Here Sonia Gonin prepares approximately 200 different kinds: wild cherry, mixed berries, apricot, apple and other fruits. The best place for your foodie finds is Le Confiturier Marcottin, an original shop that sells jams and marmalades with an open kitchen. Another must see is the Museo del San Bernardo, dedicated to the universally loved dogs and their role as mountain emergency helpers. The museum accommodates Roman-Gaul artifacts, a vintage car collection and a beautiful garden embellished by turn of the century sculptures and art installations by artists the likes of Brancusi, Niki de Saint-Phalle, Henry Moore, Cesar and others. “ We produce pure spirits characterised by well-recognized fruit aromas” stresses Morand “We therefore do not use wooden casks”.Īfter the distillery tour you can visit the Fondazione Gianadda museum created in ’78 by a native Italian collector. Distillation happens strictly in alternate cycle alambics, with top-ups in order to obtain a precious product. Apricots on the other hand are picked at perfect maturation, in the distillery the stone is removed and the fruits reduced to a pulp this is followed by natural fermentation at a controlled temperature. The quality of the fruit is obviously crucial and the selection of it is meticulously Swiss: the pears for example are picked unripe and remain in crates for a week until perfectly ripe.

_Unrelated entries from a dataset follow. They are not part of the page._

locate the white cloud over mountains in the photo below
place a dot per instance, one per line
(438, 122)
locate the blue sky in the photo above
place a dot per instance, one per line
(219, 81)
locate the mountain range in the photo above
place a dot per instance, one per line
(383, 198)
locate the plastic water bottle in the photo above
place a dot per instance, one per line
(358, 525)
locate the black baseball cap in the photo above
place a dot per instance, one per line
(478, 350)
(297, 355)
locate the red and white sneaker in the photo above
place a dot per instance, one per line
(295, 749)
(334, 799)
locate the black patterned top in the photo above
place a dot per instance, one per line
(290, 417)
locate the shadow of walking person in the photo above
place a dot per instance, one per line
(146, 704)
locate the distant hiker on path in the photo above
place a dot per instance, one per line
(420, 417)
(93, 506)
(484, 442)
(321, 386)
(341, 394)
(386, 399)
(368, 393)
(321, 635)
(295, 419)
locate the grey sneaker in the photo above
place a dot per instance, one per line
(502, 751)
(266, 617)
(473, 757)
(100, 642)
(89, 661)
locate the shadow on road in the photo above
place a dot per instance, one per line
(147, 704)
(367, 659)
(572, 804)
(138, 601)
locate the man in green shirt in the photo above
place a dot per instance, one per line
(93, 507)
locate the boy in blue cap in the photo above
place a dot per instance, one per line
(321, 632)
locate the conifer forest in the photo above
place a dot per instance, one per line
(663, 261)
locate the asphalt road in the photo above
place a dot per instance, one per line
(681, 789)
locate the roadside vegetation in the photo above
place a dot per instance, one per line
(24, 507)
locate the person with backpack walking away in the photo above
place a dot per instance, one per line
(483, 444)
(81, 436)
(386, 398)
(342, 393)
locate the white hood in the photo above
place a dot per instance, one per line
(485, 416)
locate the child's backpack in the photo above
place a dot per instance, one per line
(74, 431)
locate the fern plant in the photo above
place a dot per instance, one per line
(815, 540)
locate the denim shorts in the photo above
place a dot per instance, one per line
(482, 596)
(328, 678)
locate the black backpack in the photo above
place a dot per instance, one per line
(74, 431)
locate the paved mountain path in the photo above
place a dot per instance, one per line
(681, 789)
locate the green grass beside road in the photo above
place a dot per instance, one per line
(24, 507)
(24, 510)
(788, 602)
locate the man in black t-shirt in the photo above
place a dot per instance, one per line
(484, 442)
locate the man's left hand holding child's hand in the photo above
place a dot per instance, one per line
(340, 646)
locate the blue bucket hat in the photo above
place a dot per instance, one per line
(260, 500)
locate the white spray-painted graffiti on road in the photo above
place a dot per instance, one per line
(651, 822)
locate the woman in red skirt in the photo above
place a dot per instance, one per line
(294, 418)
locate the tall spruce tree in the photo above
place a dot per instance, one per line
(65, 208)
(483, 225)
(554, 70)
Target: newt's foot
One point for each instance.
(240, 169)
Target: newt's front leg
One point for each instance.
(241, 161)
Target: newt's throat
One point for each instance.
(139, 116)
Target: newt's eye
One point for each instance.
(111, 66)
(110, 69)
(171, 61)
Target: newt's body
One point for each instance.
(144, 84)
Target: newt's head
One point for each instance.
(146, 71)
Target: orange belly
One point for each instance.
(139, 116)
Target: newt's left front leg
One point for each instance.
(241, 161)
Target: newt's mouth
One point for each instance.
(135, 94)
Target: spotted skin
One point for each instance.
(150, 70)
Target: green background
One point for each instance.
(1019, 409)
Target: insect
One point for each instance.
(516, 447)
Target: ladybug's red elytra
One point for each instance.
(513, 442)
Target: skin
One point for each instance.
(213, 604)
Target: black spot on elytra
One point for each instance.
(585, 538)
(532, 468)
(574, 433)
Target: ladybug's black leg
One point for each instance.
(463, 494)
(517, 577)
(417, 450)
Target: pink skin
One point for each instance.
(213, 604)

Then there’s Framboise, a delicate distilled raspberry spirit.

There’s also Abricotine, another DOC spirit made with luizetapricots – a French variety that’s acclimatized well in this area for the last 150 years. This is a registered brand and follows the DOC appellation regulations. Among the most popular is Williamine, a spirit made with local Williams pears. The distilled products, liqueurs and syrups made in Distilleria Morand possess the aromas and flavors of the fruits and herbs of the Valais mountain region. “ We are the only producers of Grand Saint Bernard according to a secret recipe, but we also make a hundred or so other distilled liqueurs” says Louis Morand, fourth generation, as he introduces us to a highly alcoholic tasting. This is a distillery founded in 1889 and that now markets over a hundred prime quality products.

#ROSS ART ABRICOTINE PLUS#
This liquor made from Alpine herbs and honey plus a pinch of saffron or chlorophyll (according to which version, yellow or green) is an exclusive Morand product. In Martigny, in the heart of the Valais Canton the best way to end an evening is knocking back a shot of Grand Saint Bernard, with the familiar Saint Bernard dog wearing a flask around its neck. A tasting primer amid Alpine cheeses and great cured meats. Located just a few miles from the Italian border, the Valais Canton in southern Switzerland is a perfect three-day vacation filled with breathtaking views and mountain flavors.